As an active voter getting ready for the New Hampshire primary, I’m almost ready to throw my support behind Pete Buttigieg. Still, I must admit that I have one remaining reservation about voting for this young man: plain and simple, I don’t like that Mayor Pete has a husband. I think that it is a slap in the face to voters with true American views and values like mine. And why is that? It’s because I should have the freedom to fuck Pete Buttigieg myself.
I want a good old fashioned roll in the hay with the sexy hunk of Indiana man-meat that is Peter Paul Montgomery Buttigieg. The man is the perfect package – or rather, the man has a perfect package, one that I want to see tastefully bulging out of his suit as he’s sworn in as our 46th president. Look, if we’re going to have a gay president, I want it to be one I can fantasize about (South) bending over the Resolute desk in the Oval Office without violating a beautiful marriage.
My other main issue with Pete is that, in reality, I am fully in love with his husband Chasten.

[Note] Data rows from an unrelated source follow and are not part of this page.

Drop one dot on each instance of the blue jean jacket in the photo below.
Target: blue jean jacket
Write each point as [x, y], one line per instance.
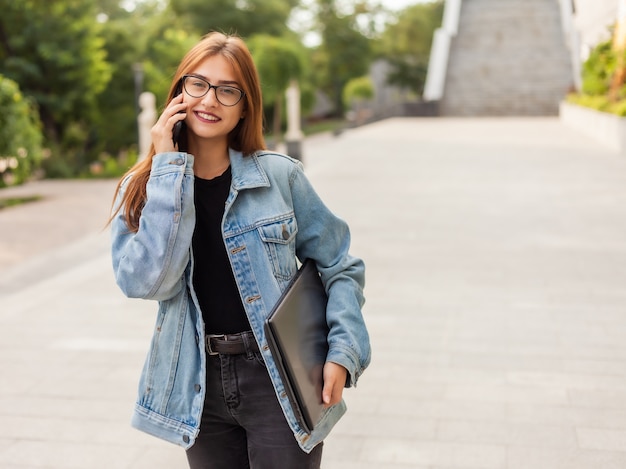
[272, 216]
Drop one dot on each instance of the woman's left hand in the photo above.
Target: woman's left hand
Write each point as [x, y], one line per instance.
[334, 381]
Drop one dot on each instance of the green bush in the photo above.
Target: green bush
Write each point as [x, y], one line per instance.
[597, 74]
[358, 89]
[20, 135]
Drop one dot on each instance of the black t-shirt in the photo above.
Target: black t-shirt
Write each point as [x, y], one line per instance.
[213, 278]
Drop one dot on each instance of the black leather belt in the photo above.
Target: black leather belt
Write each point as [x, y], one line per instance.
[231, 344]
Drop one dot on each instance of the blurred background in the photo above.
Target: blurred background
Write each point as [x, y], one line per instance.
[71, 72]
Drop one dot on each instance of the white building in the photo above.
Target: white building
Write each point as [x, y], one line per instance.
[593, 20]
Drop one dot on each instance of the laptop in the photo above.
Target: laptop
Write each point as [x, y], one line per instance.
[297, 334]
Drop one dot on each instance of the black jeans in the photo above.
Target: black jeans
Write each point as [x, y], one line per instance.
[243, 426]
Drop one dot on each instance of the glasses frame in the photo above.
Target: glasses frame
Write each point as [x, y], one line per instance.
[215, 87]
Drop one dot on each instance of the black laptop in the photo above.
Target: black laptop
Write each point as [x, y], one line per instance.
[297, 335]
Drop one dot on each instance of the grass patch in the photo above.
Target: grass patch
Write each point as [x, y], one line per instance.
[14, 201]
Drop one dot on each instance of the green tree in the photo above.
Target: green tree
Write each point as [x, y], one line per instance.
[55, 52]
[243, 17]
[20, 135]
[278, 60]
[345, 52]
[117, 125]
[405, 44]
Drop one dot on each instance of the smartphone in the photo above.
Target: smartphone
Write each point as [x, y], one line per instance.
[179, 133]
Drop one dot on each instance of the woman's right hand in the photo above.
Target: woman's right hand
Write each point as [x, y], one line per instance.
[161, 132]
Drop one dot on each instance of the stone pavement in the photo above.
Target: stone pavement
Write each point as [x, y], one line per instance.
[496, 302]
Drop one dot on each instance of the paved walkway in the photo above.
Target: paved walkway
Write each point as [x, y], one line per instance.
[496, 255]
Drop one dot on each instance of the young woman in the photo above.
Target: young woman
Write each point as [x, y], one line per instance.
[212, 229]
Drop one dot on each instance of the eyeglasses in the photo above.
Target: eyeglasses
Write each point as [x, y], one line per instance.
[197, 87]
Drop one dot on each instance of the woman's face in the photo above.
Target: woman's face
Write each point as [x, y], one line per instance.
[207, 118]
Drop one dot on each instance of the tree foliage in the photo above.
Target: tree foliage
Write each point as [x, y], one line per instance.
[345, 52]
[20, 135]
[55, 52]
[406, 43]
[243, 17]
[77, 60]
[279, 60]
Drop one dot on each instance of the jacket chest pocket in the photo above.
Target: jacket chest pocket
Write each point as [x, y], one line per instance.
[279, 239]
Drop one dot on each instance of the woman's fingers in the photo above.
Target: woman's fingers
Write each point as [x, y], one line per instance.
[161, 132]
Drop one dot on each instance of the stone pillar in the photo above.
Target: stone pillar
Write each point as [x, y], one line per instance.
[145, 120]
[294, 135]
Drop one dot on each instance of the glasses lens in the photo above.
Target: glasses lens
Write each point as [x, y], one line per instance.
[227, 95]
[196, 87]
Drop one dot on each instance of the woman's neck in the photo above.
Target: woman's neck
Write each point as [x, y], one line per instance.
[210, 158]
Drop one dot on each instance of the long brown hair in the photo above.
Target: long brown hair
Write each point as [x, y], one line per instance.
[246, 137]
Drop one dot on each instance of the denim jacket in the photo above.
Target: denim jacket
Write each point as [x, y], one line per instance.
[272, 216]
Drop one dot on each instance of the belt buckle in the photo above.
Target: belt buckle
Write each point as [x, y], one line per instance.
[209, 350]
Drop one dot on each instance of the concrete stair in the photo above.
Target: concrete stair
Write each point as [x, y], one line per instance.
[509, 58]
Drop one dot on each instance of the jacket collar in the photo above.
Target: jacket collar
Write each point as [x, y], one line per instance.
[247, 171]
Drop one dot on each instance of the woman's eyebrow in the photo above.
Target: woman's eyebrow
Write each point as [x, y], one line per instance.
[219, 82]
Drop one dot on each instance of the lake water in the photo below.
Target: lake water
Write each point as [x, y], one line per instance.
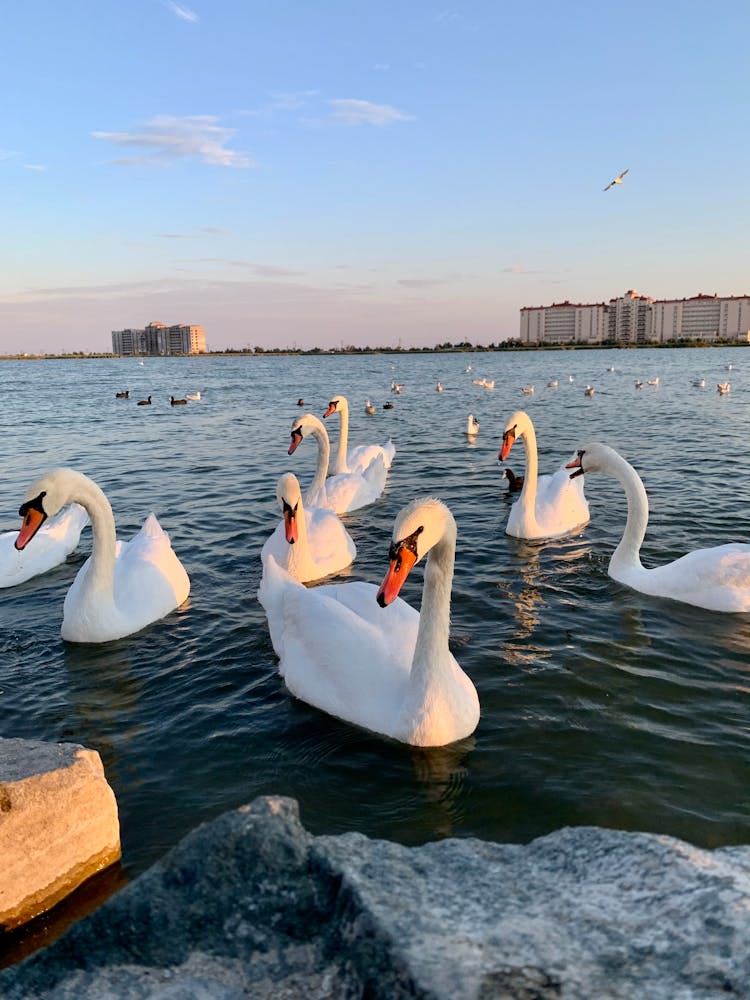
[599, 705]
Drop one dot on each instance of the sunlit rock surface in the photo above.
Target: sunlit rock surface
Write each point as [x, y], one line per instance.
[58, 825]
[252, 905]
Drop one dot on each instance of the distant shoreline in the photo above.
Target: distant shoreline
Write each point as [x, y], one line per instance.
[355, 351]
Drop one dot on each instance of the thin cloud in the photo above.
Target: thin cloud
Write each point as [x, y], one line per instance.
[183, 12]
[351, 111]
[170, 138]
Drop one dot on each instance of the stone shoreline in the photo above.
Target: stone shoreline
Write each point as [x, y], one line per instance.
[252, 905]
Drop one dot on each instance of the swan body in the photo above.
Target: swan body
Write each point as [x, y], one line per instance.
[343, 492]
[547, 507]
[355, 459]
[716, 578]
[123, 586]
[55, 541]
[308, 544]
[386, 668]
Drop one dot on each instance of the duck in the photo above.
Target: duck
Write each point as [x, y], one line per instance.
[547, 506]
[342, 492]
[308, 544]
[123, 586]
[515, 483]
[362, 654]
[717, 578]
[358, 458]
[55, 540]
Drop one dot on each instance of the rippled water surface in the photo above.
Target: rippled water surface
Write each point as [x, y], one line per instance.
[599, 705]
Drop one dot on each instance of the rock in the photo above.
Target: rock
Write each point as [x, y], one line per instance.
[58, 825]
[252, 905]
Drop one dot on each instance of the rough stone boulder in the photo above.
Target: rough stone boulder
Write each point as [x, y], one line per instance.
[58, 825]
[251, 905]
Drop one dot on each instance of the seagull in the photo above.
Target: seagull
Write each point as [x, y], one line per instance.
[617, 180]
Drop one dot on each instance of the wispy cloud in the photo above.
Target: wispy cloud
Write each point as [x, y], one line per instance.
[170, 138]
[183, 12]
[351, 111]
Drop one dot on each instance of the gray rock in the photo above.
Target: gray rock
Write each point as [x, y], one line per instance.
[252, 905]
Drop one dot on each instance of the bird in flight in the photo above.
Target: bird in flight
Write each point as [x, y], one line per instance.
[617, 180]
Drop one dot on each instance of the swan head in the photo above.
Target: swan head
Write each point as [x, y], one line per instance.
[338, 404]
[419, 526]
[301, 428]
[289, 496]
[44, 498]
[515, 427]
[595, 457]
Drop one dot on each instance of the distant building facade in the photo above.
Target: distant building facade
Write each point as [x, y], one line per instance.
[637, 319]
[158, 338]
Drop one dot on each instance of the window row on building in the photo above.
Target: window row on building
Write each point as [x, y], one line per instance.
[158, 338]
[636, 319]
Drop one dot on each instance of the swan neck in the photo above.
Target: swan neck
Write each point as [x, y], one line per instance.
[627, 553]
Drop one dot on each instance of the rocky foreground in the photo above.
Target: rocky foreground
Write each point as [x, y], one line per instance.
[251, 905]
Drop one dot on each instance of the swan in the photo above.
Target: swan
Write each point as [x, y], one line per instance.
[308, 544]
[717, 578]
[355, 459]
[55, 541]
[386, 668]
[343, 492]
[547, 506]
[123, 586]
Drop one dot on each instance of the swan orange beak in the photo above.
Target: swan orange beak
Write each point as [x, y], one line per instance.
[398, 571]
[509, 437]
[33, 519]
[290, 524]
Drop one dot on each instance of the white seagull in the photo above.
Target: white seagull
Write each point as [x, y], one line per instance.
[617, 180]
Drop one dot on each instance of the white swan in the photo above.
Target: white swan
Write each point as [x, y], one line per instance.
[344, 492]
[54, 543]
[717, 578]
[549, 506]
[386, 668]
[355, 459]
[308, 544]
[122, 586]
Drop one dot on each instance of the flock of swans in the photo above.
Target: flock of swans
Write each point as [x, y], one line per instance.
[355, 650]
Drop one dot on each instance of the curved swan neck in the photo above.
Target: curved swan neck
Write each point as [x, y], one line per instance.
[318, 431]
[340, 464]
[84, 491]
[627, 553]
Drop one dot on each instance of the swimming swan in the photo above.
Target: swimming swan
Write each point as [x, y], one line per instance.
[54, 543]
[122, 586]
[548, 507]
[717, 578]
[308, 544]
[341, 493]
[355, 459]
[388, 668]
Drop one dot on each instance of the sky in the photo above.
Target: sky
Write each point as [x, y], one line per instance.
[371, 173]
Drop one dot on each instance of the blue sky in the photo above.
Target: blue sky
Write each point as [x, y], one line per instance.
[363, 172]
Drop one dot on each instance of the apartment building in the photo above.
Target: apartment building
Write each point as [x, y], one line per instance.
[633, 318]
[158, 338]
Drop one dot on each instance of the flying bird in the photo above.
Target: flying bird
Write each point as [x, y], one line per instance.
[617, 180]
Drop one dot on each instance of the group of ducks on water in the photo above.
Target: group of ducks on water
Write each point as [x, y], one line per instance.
[125, 394]
[354, 650]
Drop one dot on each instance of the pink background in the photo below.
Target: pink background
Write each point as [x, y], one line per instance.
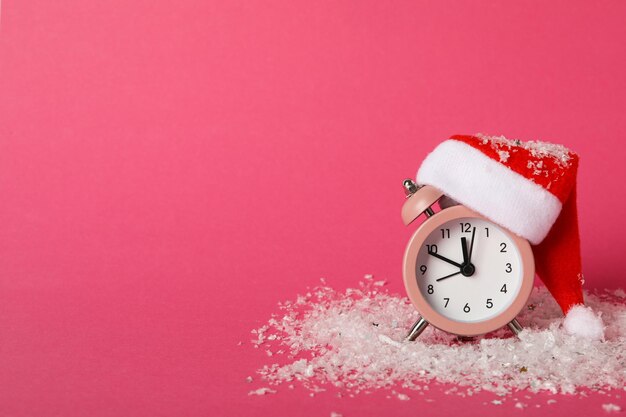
[170, 170]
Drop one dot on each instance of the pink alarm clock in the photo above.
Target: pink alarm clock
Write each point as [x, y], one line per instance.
[463, 273]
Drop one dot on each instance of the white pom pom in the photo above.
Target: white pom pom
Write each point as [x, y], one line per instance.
[582, 321]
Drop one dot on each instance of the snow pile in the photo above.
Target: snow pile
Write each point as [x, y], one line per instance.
[355, 340]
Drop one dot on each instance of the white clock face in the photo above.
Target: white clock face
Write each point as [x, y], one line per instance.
[469, 270]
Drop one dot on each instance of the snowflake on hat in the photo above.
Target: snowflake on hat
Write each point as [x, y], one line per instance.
[529, 188]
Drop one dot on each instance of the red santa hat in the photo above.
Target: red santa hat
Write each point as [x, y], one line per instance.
[530, 189]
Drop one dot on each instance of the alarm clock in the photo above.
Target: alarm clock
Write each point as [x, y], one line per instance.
[463, 273]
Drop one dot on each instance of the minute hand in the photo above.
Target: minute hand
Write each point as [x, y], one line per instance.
[436, 255]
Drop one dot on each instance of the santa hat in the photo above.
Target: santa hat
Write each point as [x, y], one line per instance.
[530, 189]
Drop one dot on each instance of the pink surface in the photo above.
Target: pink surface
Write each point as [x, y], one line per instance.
[171, 170]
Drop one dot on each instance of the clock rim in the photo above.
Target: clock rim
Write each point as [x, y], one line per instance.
[442, 322]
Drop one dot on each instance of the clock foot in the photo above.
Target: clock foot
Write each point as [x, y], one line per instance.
[515, 327]
[417, 329]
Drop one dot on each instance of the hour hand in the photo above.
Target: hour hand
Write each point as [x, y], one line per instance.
[448, 276]
[443, 258]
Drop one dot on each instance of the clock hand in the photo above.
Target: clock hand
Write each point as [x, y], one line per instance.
[469, 259]
[436, 255]
[448, 276]
[464, 248]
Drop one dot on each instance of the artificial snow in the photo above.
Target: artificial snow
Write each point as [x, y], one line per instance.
[355, 341]
[262, 391]
[583, 321]
[611, 408]
[538, 149]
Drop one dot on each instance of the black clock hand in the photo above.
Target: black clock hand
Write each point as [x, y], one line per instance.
[469, 259]
[464, 249]
[436, 255]
[448, 276]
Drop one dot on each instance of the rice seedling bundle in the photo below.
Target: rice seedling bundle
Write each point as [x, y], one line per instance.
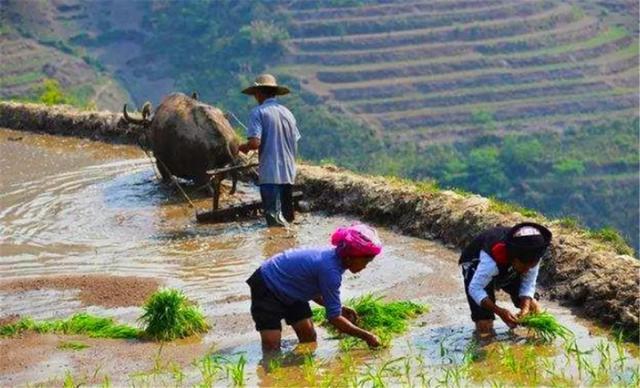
[545, 326]
[168, 315]
[81, 323]
[383, 318]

I want nothing more than to own a Vermont bed and breakfast with that cutie-pie. I want to die in Chasten Buttigieg’s arms, and I spend every day in pain knowing that Pete has already scooped him up – that selfish, sexy son of a bitch.
Bottom line: I think that Pete is young, energetic, intelligent, and exactly the kind of sex symbol the White House needs right now. But if Mayor Pete wants my vote for president, he needs to get divorced.